Y me reservo para el final lo más hermoso de esas novelas portentosas llamadas evangelios: a su manera, son también poemarios de extraordinario mérito. Las “Bienaventuranzas” es, para mí, el más sublime poema del repertorio lírico universal. Fíjense ustedes si será poesía que hasta pone en acción uno de sus recursos retóricos más socorridos: la anáfora, esto es, el procedimiento consistente en iniciar cada verso con la misma palabra (“bienaventurados”). Es una fórmula empleada por Víctor Hugo, Baudelaire, Darío, Lorca (en “Llanto por Ignacio Sánchez Mejías”). Se trata de poesía diáfana, alada, que nos reconforta y arrulla en medio de “la noche oscura del alma” (San Juan de la Cruz). Por otra parte, es frecuente, en los evangelios, la configuración métrica en la que el primer versículo es largo, y el segundo corto: es una estructura rítmica que Mallarmé incorporó a su poesía. Se llama Quinah, y lo encontramos en la antigua lírica hebrea, griega y latina. El verso corto solía tener un carácter severo, sentencioso.

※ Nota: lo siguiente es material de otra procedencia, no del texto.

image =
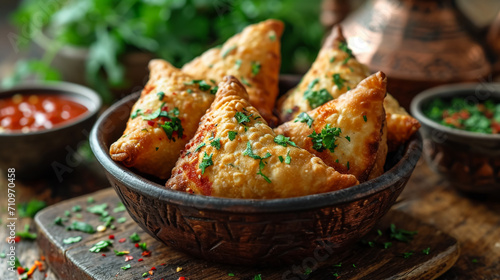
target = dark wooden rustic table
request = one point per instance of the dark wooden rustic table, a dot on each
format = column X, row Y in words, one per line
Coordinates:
column 474, row 222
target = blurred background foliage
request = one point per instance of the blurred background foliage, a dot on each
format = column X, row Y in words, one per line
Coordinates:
column 175, row 30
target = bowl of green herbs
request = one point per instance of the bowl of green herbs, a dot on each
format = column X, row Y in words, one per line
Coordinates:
column 461, row 129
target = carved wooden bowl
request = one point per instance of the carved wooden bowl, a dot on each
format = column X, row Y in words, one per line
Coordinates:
column 469, row 161
column 249, row 231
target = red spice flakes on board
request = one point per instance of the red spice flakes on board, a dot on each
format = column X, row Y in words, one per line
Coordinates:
column 146, row 253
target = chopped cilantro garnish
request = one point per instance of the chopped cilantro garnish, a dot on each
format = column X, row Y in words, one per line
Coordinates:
column 407, row 255
column 305, row 118
column 215, row 143
column 401, row 234
column 227, row 51
column 135, row 114
column 101, row 245
column 206, row 162
column 99, row 209
column 339, row 82
column 282, row 140
column 214, row 90
column 232, row 135
column 121, row 253
column 135, row 237
column 245, row 82
column 143, row 246
column 288, row 159
column 317, row 98
column 199, row 147
column 71, row 240
column 326, row 139
column 242, row 118
column 255, row 68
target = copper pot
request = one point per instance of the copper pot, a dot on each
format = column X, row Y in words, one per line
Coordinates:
column 417, row 43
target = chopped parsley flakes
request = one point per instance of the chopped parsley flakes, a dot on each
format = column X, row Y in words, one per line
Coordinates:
column 282, row 140
column 305, row 118
column 325, row 139
column 339, row 82
column 160, row 95
column 255, row 67
column 206, row 162
column 242, row 118
column 215, row 143
column 316, row 97
column 135, row 114
column 232, row 135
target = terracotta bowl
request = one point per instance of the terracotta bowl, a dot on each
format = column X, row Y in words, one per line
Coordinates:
column 469, row 161
column 48, row 151
column 249, row 231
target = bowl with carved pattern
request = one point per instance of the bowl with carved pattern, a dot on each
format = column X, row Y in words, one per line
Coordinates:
column 250, row 231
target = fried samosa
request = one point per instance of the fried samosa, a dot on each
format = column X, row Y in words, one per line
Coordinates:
column 235, row 154
column 334, row 72
column 163, row 120
column 254, row 57
column 347, row 133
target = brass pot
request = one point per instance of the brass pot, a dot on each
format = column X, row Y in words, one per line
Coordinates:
column 417, row 43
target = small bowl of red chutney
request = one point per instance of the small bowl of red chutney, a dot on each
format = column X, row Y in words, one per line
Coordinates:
column 461, row 129
column 42, row 125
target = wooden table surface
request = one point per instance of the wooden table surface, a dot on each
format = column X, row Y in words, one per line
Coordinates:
column 474, row 222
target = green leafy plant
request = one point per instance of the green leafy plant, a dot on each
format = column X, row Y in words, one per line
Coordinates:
column 175, row 30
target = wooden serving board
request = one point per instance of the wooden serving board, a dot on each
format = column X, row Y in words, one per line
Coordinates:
column 75, row 261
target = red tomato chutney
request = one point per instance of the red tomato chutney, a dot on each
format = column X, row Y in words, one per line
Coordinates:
column 33, row 112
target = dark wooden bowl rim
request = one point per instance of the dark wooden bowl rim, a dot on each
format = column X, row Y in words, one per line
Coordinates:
column 449, row 91
column 148, row 188
column 84, row 96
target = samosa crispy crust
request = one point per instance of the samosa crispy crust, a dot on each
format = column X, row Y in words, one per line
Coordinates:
column 347, row 132
column 236, row 154
column 254, row 57
column 162, row 121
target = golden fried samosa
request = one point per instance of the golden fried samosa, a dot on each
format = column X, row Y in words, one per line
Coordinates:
column 334, row 72
column 163, row 120
column 254, row 57
column 347, row 132
column 236, row 154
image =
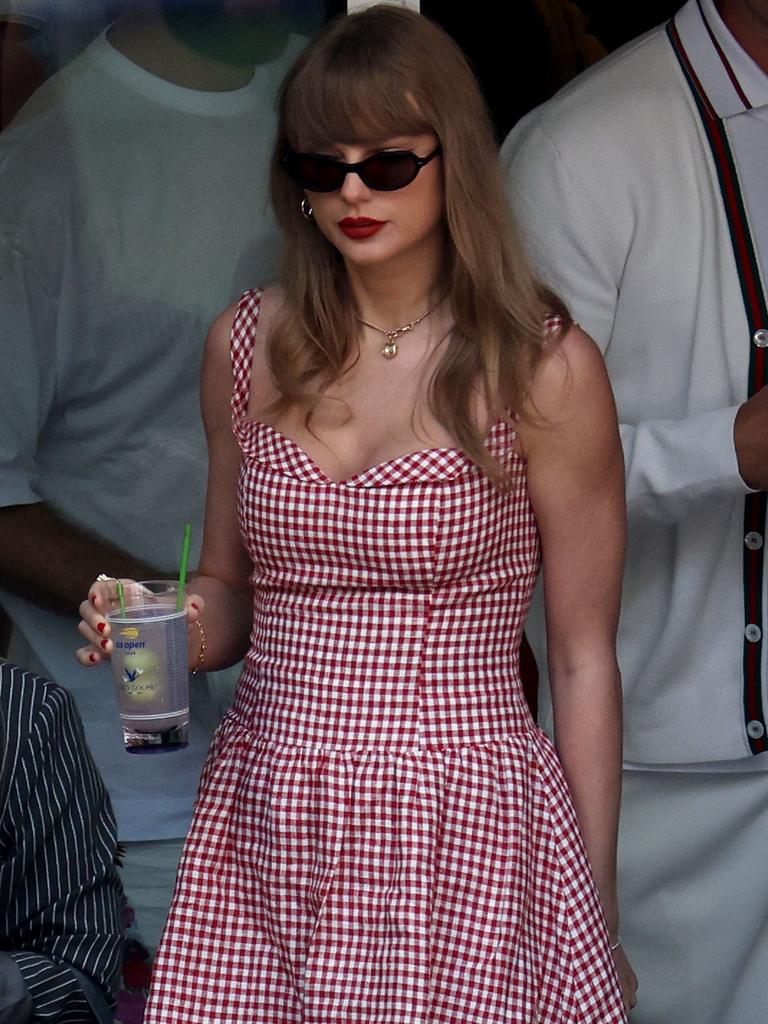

No observan el principio de la rima porque este es hijo de la Edad Media, no de la Antigüedad.
Si aceptamos que los evangelios les fueron dictados como Verdad revelada y reveladora a sus autores, y que estos se limitaron a cumplir con el rol de atentos amanuenses tomando nota oficiosamente de la voz que los habitaba, hay que concluir que Dios es un formidable novelista. Ya la naturaleza, el universo y el cuerpo humano nos habían dado prueba de su genio como pintor, paisajista, retratista, músico, escultor, dramaturgo, cineasta, coreógrafo… Los evangelios hacen de Él el padre absoluto e incontestable de la novela moderna.